Suzanne Berger brings much-needed insight to the study of deindustrialization by noting its detrimental impact on the development of industrial skills. As she illustrates, smaller manufacturing firms in the United States have long depended on their larger counterparts to invest in the manufacturing skills pipeline. In the past, large firms supported formal training institutions—including apprenticeships and community college programs—that small firms could also draw from. Equally important were innovative human resource strategies internal to larger firms, such as on-the-job mentoring and incumbent worker training systems that indirectly benefited smaller firms and suppliers when workers changed jobs. Under intense pressure from investors to reduce their size, large companies lost their capacity to maintain the institutions that nurture and diffuse talent. That loss has rippled through manufacturers and supply chains, potentially undermining established career ladders.

Berger’s solution is to encourage investors to take a longer-term perspective in order to buffer larger firms and the “industry-wide ecology” they sustain. She also calls for stronger policy support of shared training infrastructure, including increased public funding of community college programs and industry-recognized credentials.

But there is another solution: empowering smaller manufacturers to become active participants in the development of industrial skills. Focusing on large firms perched at the top of the manufacturing hierarchy lets smaller manufacturers off the hook. This is especially problematic considering the steady decline in average manufacturer size over the past decade or so; today, the typical U.S. manufacturer employs around forty workers. We should push small and medium-sized firms to accept greater responsibility for training and worker mobility. Doing so will not only help to maintain high-quality job opportunities in manufacturing, especially for moderately educated workers, but also could generate new training models that are better suited to withstand future rounds of industry restructuring.

In North Carolina, smaller firms created a training cooperative.

Before small firms can take charge of skills development, they will have to grapple with a number of organizational constraints. As Berger notes, smaller manufacturers are generally less inclined than their larger counterparts to invest in worker training. A recent survey of 850 manufacturers by economists Paul Osterman and Andrew Weaver confirms that “smaller establishments often operate on tighter margins and have more limited internal systems for skill development.” The management scholar Peter Cappelli adds another twist: firms increasingly outsource key human resource functions, further undermining companies’ capacities to design, manage, and adapt training systems and protocols.

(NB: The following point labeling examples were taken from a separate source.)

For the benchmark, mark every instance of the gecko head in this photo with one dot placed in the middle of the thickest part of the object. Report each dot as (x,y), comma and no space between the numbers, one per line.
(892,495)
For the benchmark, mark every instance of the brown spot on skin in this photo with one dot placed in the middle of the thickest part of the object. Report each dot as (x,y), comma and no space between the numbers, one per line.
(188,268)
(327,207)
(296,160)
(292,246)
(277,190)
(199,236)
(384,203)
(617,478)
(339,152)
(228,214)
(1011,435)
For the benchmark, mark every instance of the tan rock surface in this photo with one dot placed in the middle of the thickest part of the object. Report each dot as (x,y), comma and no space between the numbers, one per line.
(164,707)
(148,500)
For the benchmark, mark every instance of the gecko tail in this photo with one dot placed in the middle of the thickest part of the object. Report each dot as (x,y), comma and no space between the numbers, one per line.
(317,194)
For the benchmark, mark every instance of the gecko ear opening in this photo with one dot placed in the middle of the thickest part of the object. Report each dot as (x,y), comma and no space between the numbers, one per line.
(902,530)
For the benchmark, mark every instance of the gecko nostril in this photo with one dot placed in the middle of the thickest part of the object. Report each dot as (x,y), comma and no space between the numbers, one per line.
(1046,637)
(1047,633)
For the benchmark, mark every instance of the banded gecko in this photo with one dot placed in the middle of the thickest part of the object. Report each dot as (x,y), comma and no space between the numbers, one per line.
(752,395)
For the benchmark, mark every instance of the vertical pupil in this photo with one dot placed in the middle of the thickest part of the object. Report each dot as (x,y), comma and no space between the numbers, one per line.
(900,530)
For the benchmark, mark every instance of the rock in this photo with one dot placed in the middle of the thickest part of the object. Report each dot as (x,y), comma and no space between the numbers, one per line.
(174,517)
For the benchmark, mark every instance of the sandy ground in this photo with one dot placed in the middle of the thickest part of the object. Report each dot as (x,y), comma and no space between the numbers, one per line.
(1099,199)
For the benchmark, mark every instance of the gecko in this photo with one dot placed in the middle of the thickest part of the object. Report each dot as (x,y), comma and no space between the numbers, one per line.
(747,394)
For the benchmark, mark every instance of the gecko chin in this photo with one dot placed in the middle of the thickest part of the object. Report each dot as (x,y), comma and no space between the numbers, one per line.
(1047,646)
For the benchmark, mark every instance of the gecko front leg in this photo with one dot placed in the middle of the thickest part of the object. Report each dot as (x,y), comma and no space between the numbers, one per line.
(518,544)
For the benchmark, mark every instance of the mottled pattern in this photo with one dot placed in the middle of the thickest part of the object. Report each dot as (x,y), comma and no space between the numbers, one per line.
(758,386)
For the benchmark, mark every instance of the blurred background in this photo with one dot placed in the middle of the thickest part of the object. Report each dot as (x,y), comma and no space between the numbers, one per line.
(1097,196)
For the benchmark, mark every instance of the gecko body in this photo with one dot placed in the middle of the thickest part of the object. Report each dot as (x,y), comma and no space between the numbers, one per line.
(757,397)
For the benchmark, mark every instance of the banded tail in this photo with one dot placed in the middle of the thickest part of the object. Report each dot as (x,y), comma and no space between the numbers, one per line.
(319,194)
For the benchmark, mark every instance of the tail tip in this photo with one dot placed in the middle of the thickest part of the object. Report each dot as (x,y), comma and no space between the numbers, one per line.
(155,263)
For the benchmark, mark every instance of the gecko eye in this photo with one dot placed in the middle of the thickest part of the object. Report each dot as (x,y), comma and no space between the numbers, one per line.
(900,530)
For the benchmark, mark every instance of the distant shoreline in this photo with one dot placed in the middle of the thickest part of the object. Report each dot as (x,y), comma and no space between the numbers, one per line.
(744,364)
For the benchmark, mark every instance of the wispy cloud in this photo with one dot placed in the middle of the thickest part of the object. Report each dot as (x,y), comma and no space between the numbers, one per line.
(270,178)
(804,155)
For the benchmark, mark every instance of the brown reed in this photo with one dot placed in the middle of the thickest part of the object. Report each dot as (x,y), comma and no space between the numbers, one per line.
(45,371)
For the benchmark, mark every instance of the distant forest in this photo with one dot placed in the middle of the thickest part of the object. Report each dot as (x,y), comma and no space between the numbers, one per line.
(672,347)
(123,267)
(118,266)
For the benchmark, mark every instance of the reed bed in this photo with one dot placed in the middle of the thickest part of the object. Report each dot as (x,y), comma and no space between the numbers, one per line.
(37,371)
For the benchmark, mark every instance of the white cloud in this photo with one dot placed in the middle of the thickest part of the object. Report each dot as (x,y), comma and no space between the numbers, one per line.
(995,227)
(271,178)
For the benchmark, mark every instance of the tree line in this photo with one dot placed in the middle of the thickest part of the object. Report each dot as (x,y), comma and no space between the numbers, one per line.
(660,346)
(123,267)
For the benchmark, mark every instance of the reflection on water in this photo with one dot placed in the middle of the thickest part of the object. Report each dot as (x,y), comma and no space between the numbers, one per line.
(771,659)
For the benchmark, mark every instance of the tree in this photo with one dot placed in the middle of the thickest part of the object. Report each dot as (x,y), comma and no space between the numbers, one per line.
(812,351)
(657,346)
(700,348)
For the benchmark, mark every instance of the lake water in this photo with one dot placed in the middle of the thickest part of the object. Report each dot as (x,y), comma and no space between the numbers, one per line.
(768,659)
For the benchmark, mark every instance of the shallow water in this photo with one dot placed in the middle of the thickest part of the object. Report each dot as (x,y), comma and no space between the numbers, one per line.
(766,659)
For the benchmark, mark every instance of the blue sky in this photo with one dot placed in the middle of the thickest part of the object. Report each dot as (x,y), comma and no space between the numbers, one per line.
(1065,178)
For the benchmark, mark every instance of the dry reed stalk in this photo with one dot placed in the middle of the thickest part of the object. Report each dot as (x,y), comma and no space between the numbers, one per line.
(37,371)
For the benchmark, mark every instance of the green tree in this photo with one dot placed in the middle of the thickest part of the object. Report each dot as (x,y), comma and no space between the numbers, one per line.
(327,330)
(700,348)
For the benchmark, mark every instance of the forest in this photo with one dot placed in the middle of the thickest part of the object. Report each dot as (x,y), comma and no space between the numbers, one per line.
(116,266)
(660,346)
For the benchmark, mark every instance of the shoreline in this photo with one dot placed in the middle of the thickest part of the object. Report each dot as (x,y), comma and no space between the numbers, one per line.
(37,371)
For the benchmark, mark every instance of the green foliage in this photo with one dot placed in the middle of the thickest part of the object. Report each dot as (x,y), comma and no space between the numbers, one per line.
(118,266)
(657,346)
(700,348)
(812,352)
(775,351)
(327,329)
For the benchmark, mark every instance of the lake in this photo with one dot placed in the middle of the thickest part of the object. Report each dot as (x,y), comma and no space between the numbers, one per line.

This is not to say that small manufacturers go without skilled workers. With diminished internal capacity to nurture skills, many acquire skilled employees via the market. Less educated workers at the bottom are treated as permanently unskilled and easily replaced, even if they are eager to learn and have a strong work ethic. I heard the owner of one small manufacturing firm disparagingly call this group his “button pushers.” There is often no pathway for them to climb to the top. Meanwhile more valued employees have access to external training when they need to refresh their skills.

Buttressing external training institutions, especially community college programs, is essential to workforce development in manufacturing. But we also need to invest in strategies that increase smaller manufacturers’ commitment to internal training and career advancement. Without this dual approach, we risk exacerbating inequities within firms and perpetuating the view that skill is something to buy, not make—something whose value depends on formal education and is derived from learning that goes on outside the work environment itself.

Fortunately, some creative initiatives offer transferable lessons. In North Carolina a group of pioneering firms, initially made up of small and medium-sized manufacturers of specialty machinery and metal products, banded together nearly two decades ago to create a training cooperative. Each firm commits time and resources to on-the-job training and mentoring of high school apprentices who are concurrently enrolled in community college courses. Larger firms, have come to value this partnership and over the years have joined the group.

A variety of manufacturing-sector initiatives throughout the United States are experimenting with workforce strategies not only to help small and medium-sized manufacturers identify hidden sources of talent both inside and outside their walls, but also to push firms to invest in internal training and mentoring. As Berger notes, the shrinking size of manufacturing firms threatens innovation. These experiments in skill development, led by small firms, may point the way to strengthening the U.S. manufacturing ecosystem.